Questionada sobre se "A cidade das flores" -- título do livro que Fanzio está a escrever e que só se sabe quase no final do romance homónimo de Abelaira -, Joana Craveiro acredita que "sim", que ela existe, porque atirar as ilusões para futuros é sempre uma forma "escapista".

Com texto e direção de Joana Craveiro, "Juventude inquieta" é uma criação conjunta e interpretada por David dos Santos, Estêvão Antunes, Francisco Madureira, Gonçalo Martins, Gustavo Vicente, Inês Minor, Inês Rosado, João Raposo Nunes, Sara Ferrada, Simon Frankel, Tânia Guerreiro, Tozé Cunha e Violeta D'Ambrosio.

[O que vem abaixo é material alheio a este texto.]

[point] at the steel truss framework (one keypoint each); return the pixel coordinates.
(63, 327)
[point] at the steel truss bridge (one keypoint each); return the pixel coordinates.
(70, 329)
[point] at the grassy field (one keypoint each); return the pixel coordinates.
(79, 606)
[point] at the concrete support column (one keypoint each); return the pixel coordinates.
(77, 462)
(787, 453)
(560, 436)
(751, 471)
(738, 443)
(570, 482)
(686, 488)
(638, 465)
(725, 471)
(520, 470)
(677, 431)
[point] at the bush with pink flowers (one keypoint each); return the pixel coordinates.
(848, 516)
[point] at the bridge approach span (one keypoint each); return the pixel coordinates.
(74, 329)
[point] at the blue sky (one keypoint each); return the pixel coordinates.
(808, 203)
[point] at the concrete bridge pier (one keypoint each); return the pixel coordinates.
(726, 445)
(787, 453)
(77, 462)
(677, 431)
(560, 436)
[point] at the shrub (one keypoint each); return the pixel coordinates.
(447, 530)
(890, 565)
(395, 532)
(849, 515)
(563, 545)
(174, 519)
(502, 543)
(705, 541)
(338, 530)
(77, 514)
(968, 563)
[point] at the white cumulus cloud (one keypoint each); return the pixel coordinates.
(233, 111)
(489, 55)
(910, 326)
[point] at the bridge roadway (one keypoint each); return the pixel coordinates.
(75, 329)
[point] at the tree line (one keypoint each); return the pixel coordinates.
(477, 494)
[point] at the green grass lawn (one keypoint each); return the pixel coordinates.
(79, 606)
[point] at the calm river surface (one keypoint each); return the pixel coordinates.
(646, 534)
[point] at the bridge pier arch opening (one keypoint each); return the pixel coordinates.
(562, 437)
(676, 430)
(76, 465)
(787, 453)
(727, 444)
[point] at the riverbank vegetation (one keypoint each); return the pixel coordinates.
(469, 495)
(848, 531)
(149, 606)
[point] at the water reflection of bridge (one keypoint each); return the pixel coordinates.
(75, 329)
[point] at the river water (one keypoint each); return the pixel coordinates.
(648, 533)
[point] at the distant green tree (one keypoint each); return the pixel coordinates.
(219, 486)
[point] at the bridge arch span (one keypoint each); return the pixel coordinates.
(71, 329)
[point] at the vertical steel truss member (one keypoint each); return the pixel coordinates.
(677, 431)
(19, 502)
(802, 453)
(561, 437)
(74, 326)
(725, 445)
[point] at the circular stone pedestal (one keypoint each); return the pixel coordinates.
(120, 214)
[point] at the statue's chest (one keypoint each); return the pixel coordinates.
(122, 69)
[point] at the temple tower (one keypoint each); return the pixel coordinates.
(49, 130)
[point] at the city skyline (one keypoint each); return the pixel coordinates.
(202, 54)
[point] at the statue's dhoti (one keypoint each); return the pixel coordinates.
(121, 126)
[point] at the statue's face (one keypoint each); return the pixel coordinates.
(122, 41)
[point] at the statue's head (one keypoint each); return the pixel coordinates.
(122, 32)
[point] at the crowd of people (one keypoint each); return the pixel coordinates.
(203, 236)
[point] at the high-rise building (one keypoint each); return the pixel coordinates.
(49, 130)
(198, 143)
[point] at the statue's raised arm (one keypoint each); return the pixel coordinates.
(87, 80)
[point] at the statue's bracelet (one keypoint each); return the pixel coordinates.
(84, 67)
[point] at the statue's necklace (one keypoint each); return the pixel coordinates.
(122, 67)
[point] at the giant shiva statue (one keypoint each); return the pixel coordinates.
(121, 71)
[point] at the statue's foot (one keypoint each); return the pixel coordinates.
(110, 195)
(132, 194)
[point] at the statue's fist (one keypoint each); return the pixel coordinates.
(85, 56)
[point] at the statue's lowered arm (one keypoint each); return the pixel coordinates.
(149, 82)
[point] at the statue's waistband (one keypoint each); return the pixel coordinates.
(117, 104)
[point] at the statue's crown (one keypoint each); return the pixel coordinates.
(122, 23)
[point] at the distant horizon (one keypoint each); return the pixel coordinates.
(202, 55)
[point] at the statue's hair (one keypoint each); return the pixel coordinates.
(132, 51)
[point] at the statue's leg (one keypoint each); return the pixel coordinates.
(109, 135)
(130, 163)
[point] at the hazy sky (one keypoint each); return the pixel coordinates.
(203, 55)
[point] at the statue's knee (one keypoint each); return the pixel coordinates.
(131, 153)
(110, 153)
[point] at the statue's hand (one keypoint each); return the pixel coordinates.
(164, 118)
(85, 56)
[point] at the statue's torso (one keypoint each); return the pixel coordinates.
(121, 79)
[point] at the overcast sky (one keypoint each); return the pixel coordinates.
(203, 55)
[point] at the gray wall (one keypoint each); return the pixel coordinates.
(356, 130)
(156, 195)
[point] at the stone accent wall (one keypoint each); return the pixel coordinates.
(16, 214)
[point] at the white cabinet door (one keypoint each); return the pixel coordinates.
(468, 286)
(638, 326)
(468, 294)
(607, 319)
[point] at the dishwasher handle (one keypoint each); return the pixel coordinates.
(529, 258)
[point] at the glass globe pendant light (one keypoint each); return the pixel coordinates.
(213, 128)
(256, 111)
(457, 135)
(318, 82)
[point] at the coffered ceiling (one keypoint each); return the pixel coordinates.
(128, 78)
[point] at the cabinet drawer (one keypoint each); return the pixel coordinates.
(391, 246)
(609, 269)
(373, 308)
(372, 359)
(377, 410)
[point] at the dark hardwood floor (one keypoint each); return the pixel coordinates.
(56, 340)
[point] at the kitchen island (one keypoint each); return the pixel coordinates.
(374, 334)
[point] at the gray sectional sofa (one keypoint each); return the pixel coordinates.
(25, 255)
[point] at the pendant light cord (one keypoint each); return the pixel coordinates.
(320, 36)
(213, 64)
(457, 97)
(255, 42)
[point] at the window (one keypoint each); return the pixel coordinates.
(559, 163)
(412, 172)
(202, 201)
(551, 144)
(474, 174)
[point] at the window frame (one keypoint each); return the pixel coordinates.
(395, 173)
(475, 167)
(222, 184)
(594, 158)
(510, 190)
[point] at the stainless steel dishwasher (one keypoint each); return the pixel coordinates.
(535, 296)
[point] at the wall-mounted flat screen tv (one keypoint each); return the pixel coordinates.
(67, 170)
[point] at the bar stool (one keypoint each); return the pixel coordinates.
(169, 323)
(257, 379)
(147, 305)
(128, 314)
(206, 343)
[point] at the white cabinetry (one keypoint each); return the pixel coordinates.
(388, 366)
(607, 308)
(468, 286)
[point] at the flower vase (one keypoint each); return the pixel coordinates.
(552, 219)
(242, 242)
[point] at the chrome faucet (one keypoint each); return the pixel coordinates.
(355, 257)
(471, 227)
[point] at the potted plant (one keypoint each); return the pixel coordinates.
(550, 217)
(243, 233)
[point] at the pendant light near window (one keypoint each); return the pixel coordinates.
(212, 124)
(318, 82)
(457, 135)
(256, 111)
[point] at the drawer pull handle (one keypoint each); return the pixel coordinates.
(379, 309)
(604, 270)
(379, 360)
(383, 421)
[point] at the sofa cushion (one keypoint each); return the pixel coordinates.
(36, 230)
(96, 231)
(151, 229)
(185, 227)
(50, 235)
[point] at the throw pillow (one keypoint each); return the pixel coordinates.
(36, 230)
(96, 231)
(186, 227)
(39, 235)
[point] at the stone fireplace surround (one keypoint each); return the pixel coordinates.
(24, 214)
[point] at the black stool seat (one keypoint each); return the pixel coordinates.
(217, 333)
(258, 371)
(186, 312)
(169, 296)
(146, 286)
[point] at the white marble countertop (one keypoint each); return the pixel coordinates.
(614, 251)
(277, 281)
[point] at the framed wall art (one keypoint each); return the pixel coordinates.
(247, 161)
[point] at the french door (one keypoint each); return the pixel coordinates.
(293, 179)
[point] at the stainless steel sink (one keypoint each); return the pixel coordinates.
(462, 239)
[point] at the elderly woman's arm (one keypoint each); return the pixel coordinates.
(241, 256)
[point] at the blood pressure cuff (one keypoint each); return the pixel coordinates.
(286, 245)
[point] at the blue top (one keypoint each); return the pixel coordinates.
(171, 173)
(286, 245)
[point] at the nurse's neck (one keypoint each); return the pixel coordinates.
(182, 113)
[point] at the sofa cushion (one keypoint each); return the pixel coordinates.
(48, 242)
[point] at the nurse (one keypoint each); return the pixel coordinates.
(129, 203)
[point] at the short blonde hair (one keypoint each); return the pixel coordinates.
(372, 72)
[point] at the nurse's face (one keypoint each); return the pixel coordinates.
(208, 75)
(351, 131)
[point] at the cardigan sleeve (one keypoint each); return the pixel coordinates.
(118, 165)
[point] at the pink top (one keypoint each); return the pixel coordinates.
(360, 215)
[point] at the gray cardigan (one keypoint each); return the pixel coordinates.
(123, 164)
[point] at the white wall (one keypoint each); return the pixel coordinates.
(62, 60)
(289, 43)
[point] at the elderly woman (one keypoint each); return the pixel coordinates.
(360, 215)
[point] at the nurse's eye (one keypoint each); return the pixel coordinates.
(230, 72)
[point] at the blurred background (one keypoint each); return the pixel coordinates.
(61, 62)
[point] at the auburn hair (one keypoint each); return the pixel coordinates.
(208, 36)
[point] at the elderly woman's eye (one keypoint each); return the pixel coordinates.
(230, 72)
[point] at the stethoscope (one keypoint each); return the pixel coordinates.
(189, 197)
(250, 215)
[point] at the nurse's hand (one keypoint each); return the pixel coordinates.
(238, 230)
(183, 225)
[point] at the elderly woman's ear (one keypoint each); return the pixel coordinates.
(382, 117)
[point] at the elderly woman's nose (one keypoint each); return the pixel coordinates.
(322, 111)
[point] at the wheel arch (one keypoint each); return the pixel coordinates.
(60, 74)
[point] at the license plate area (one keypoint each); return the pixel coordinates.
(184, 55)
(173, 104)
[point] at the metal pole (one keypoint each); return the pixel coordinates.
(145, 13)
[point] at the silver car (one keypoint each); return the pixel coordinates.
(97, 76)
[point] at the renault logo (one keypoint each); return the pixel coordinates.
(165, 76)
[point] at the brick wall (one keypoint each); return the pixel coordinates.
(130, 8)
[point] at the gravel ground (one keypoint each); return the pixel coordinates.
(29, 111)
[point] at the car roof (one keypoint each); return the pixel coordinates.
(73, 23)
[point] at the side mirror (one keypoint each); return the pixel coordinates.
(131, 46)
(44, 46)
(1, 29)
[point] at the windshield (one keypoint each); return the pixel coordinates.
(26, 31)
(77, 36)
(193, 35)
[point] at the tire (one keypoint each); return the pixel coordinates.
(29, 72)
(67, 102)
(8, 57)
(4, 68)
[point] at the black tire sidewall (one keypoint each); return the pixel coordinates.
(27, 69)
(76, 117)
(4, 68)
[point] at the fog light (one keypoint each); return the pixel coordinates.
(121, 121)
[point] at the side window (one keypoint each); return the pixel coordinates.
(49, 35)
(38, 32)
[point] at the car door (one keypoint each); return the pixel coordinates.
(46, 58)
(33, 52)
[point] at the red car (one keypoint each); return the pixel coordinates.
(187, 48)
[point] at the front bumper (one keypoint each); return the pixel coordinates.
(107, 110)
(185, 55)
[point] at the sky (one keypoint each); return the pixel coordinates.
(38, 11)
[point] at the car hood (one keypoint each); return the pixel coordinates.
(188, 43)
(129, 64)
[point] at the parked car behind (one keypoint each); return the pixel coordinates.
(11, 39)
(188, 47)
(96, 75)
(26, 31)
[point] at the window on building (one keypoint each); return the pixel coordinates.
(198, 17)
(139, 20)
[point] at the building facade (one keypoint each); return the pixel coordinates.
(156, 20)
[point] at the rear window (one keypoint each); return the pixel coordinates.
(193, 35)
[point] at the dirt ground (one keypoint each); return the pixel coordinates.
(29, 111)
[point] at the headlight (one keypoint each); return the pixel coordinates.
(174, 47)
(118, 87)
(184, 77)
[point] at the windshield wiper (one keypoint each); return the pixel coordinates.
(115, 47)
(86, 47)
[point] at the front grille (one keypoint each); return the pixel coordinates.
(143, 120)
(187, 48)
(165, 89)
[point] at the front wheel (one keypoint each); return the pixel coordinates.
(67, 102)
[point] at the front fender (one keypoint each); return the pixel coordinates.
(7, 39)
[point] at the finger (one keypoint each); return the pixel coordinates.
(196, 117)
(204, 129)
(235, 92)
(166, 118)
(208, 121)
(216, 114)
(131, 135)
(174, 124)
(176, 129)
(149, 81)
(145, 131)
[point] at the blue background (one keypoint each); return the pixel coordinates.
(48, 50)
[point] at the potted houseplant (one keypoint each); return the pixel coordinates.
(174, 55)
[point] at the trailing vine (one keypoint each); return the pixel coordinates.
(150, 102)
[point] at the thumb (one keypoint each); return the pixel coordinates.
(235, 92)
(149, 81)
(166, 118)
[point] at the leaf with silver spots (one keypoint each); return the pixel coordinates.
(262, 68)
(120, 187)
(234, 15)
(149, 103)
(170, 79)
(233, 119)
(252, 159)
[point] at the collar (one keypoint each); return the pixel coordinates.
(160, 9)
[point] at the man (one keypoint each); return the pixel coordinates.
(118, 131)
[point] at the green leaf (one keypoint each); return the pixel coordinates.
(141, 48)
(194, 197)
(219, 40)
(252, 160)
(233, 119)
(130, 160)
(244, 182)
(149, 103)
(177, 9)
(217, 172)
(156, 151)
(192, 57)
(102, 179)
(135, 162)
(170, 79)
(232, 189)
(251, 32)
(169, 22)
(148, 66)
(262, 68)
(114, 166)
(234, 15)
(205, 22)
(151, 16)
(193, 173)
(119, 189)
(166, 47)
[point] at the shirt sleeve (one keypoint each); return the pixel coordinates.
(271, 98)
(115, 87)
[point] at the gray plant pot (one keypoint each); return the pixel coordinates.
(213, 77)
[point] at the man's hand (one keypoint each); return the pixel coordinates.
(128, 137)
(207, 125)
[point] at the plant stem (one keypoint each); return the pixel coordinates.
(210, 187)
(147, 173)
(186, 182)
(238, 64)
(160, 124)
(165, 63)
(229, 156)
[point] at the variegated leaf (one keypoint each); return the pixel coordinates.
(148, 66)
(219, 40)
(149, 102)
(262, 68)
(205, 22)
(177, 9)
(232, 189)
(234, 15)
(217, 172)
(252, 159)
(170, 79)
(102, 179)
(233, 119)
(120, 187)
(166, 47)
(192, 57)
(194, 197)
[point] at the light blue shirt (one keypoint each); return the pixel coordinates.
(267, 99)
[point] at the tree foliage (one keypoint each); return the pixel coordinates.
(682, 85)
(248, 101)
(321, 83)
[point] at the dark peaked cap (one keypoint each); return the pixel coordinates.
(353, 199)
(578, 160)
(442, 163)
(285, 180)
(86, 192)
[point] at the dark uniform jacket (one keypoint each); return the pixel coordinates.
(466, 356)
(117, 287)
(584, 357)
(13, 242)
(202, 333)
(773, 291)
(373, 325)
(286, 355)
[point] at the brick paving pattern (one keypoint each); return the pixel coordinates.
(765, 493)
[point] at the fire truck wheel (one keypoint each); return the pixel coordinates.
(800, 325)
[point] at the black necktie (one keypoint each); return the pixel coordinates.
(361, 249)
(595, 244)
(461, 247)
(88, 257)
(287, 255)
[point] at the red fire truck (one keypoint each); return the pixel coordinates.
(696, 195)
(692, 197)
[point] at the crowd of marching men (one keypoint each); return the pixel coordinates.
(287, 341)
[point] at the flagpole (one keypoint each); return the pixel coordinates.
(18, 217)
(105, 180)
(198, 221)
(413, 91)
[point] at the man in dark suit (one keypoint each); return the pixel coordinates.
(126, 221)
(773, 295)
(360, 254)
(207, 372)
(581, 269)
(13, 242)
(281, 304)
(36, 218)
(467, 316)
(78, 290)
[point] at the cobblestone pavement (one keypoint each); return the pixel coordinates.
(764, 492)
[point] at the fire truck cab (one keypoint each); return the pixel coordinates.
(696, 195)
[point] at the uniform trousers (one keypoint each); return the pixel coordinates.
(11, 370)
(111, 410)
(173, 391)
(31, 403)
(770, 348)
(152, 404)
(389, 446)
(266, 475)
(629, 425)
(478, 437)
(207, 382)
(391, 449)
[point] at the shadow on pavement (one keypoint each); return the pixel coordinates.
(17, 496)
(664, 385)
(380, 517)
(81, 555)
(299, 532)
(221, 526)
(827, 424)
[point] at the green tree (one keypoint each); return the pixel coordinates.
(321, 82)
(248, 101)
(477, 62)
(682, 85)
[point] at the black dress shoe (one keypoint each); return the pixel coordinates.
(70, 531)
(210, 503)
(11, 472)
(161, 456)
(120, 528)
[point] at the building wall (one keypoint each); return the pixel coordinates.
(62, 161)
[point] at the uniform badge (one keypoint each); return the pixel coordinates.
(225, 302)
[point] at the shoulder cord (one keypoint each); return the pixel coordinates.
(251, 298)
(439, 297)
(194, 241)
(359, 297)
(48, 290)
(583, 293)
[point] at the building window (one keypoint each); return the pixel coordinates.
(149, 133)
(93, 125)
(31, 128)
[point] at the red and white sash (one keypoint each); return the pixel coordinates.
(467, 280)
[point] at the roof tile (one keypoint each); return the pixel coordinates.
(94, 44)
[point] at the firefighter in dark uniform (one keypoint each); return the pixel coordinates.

A música e o espaço sonoro são de Francisco Madureira, a cenografia, de Carla Martinez, os figurinos, de Tânia Guerreiro, e a conceção visual, realização e imagem de João Paulo Serafim.

O desenho de luz é de João Cachulo, o de som, de Pedro Baptista e Sérgio Milhano, e a operação vídeo de Henrique Antunes, que também deu assistência à encenação.

Na sala Garrett, "Juventude inquieta" pode ser vista até 31 de outubro, com espetáculos de quarta-feira a sábado, às 19:00, e, aos domingos, às 16:00.

No dia 17, após a representação, há uma conversa com os artistas; no dia 24, a sessão terá interpretação em Língua Gestual Portuguesa e, no dia 31, terá audiodescrição.